A research team from DTU has succeeded in designing and building a structure, a so-called dielectric nanocavity, which concentrates light in a volume that it is 12 times below the diffraction limit – inside a dielectric material. The result is ground-breaking in optical research and has just been published in Nature Communications.
"Although computer calculations show that you can concentrate light in a point that is infinitely small, this only applies in theory. The actual results are limited by how small details can be made, for example, on a microchip," says Marcus Albrechtsen, PhD-student at DTU Electro and first author of the new article. He continues:
“We programmed our knowledge of real photonic nanotechnology and its current limitations into a computer.
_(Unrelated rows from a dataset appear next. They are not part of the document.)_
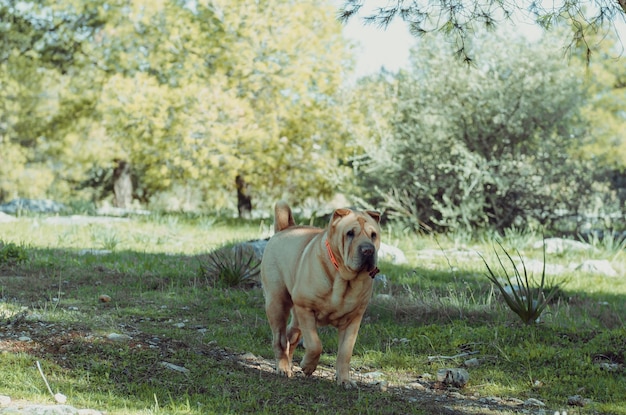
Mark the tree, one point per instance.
(463, 18)
(189, 94)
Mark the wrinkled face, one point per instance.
(355, 238)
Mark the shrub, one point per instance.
(11, 253)
(487, 145)
(521, 293)
(232, 266)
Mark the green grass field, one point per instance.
(195, 346)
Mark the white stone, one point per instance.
(597, 266)
(118, 337)
(391, 254)
(5, 400)
(533, 402)
(174, 367)
(560, 245)
(454, 377)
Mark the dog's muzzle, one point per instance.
(367, 256)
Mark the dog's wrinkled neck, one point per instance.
(331, 255)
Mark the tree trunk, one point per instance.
(244, 201)
(122, 185)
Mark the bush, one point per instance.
(487, 145)
(232, 266)
(522, 294)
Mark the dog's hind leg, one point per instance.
(277, 310)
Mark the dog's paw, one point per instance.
(284, 369)
(347, 383)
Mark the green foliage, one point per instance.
(521, 293)
(231, 266)
(460, 20)
(11, 253)
(485, 145)
(191, 94)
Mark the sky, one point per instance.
(389, 47)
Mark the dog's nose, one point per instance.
(367, 250)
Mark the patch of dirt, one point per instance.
(56, 341)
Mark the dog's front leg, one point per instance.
(347, 339)
(312, 343)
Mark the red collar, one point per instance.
(336, 264)
(331, 255)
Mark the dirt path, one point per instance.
(47, 339)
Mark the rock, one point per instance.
(114, 211)
(95, 252)
(374, 375)
(4, 218)
(174, 367)
(473, 362)
(576, 400)
(104, 298)
(560, 245)
(81, 220)
(533, 402)
(32, 205)
(391, 254)
(4, 400)
(115, 337)
(383, 297)
(386, 252)
(416, 386)
(41, 410)
(453, 377)
(597, 266)
(383, 385)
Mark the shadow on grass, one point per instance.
(173, 316)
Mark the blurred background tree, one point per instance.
(168, 103)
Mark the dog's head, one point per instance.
(354, 238)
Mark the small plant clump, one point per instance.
(10, 253)
(232, 266)
(521, 293)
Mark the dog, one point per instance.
(323, 277)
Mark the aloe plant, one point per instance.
(521, 293)
(232, 266)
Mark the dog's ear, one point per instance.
(338, 214)
(374, 215)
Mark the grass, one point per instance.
(440, 304)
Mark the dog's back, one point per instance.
(283, 218)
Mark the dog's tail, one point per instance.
(283, 218)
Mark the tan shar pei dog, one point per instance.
(323, 276)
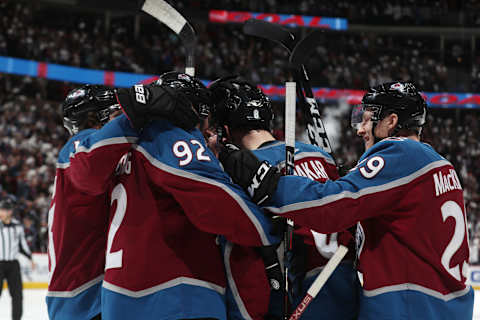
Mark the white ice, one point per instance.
(34, 307)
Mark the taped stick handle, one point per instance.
(320, 281)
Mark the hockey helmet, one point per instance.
(89, 98)
(401, 98)
(7, 203)
(193, 88)
(238, 103)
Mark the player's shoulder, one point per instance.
(401, 156)
(72, 144)
(407, 148)
(307, 150)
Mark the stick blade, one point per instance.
(271, 31)
(304, 48)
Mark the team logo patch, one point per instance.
(77, 93)
(183, 76)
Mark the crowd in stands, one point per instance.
(31, 132)
(342, 60)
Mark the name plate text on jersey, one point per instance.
(446, 182)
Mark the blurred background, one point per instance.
(47, 47)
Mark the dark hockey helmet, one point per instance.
(7, 203)
(401, 98)
(238, 103)
(89, 98)
(193, 88)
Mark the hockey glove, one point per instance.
(144, 103)
(258, 179)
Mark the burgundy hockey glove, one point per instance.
(144, 103)
(258, 179)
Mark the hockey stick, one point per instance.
(319, 281)
(298, 54)
(315, 128)
(165, 13)
(282, 36)
(270, 31)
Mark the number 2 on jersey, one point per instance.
(114, 259)
(452, 209)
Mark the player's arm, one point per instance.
(214, 204)
(371, 189)
(96, 156)
(24, 248)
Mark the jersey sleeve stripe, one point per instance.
(416, 287)
(99, 144)
(75, 292)
(163, 286)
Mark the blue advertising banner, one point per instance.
(123, 79)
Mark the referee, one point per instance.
(12, 241)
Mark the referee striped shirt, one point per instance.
(12, 241)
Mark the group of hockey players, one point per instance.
(170, 203)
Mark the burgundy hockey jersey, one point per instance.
(78, 222)
(412, 240)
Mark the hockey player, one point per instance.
(79, 211)
(412, 236)
(244, 115)
(169, 198)
(77, 221)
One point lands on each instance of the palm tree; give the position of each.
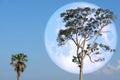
(18, 61)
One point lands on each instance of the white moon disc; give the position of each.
(62, 56)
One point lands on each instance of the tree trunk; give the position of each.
(18, 75)
(81, 71)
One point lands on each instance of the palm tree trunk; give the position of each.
(81, 71)
(18, 75)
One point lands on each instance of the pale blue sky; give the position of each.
(22, 26)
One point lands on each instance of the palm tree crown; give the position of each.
(18, 61)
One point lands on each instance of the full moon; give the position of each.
(62, 56)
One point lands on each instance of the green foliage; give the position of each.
(86, 23)
(18, 61)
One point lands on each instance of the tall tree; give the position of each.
(83, 26)
(18, 61)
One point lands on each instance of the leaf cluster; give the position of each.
(86, 22)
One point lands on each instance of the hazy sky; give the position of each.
(22, 26)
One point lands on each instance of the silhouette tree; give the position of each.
(18, 61)
(83, 26)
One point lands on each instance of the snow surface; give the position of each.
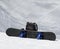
(7, 42)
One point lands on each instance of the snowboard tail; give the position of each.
(31, 34)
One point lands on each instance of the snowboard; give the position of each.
(30, 34)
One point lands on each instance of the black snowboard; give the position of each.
(31, 34)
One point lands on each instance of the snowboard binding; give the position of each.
(31, 32)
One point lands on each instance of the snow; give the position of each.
(7, 42)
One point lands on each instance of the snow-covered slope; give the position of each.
(15, 13)
(7, 42)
Then we asked the computer to find a pattern that collects the photons in an unprecedentedly small area in a so-called nanocavity – and which we were also able to build in the laboratory.”
Optical nanocavities are structures that are specially designed to retain light so that it does not propagate as we are used to, but instead is thrown back and forth, in the same way as if you put two mirrors facing each other. The closer you place the mirrors to each other, the more intense the light between the mirrors becomes. For this experiment, the researchers have designed a so-called bowtie structure, which, due to its special shape, is particularly effective at squeezing the photons together.
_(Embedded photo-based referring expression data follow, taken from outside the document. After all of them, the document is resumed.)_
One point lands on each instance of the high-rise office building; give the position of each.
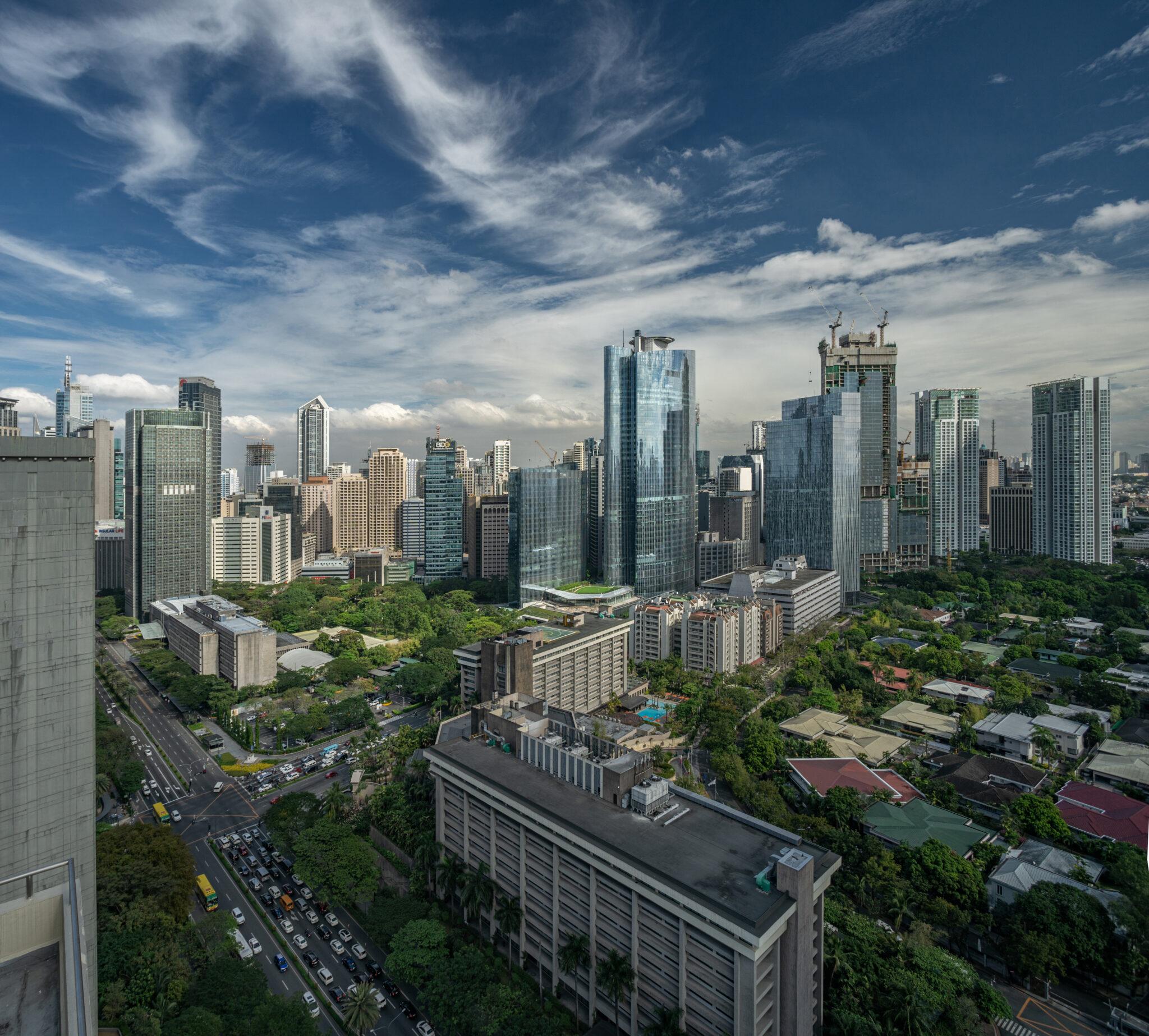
(546, 529)
(1072, 470)
(649, 446)
(117, 484)
(74, 405)
(313, 436)
(260, 459)
(387, 485)
(104, 467)
(501, 465)
(10, 420)
(166, 531)
(443, 514)
(868, 365)
(316, 511)
(253, 548)
(1012, 520)
(413, 518)
(47, 766)
(812, 476)
(955, 428)
(350, 514)
(201, 395)
(229, 482)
Interdisciplinary efforts and excellent methods
The nanocavity is made of silicon, which is the dielectric material on which most advanced modern technology is based. The material for the nanocavity was developed in the special cleanroom laboratories at DTU and the patterns on which the cavity is based are optimized and designed using a unique method, so-called topology optimization, which was developed at DTU. It was originally developed to design bridges and aircraft wings but is now also used for nanophotonic structures. (Read more about how topology optimization is used to design an airplane wing).
Important breakthrough for energy-efficient technology
The new discovery could be decisive for the development of revolutionary new technology that can reduce the amount of energy-guzzling components in our data centers, computers, telephones, etc.
The energy consumption for computers and data centers continues to grow, and there is a need for more sustainable chip architectures that use less energy. This can be achieved by replacing the electrical circuits with optical components. The researchers' vision is to use the same division of labor between light and electrons as is used for the Internet, where light is used for communication and electronics for data processing. The only difference is that both functionalities must be built into one and the same chip, and this requires that the light be compressed down to the same sizes as the electronic components. The new breakthrough at DTU shows for the first time that it is possible.
"There is no doubt that this breakthrough is an important step on the way to developing a more energy-efficient technology that can be used in, e.g., nanolasers for optical connections in data centers and future computers – but there is still a long way to go," says Marcus Albrechtsen.
For now, the researchers will work further and refine methods and materials in the search for the optimal solution.
"Now that we have the theory and method in place, we will be able to make increasingly intense photons as the surrounding technology develops. I am convinced that this is just the first of a long series of breakthroughs in physics and photonic nanotechnology centered around these principles," says Søren Stobbe, who recently received the prestigious Consolidator Grant from the European Research Council of € 2 million for the development of a completely new type of light source based on the new cavities.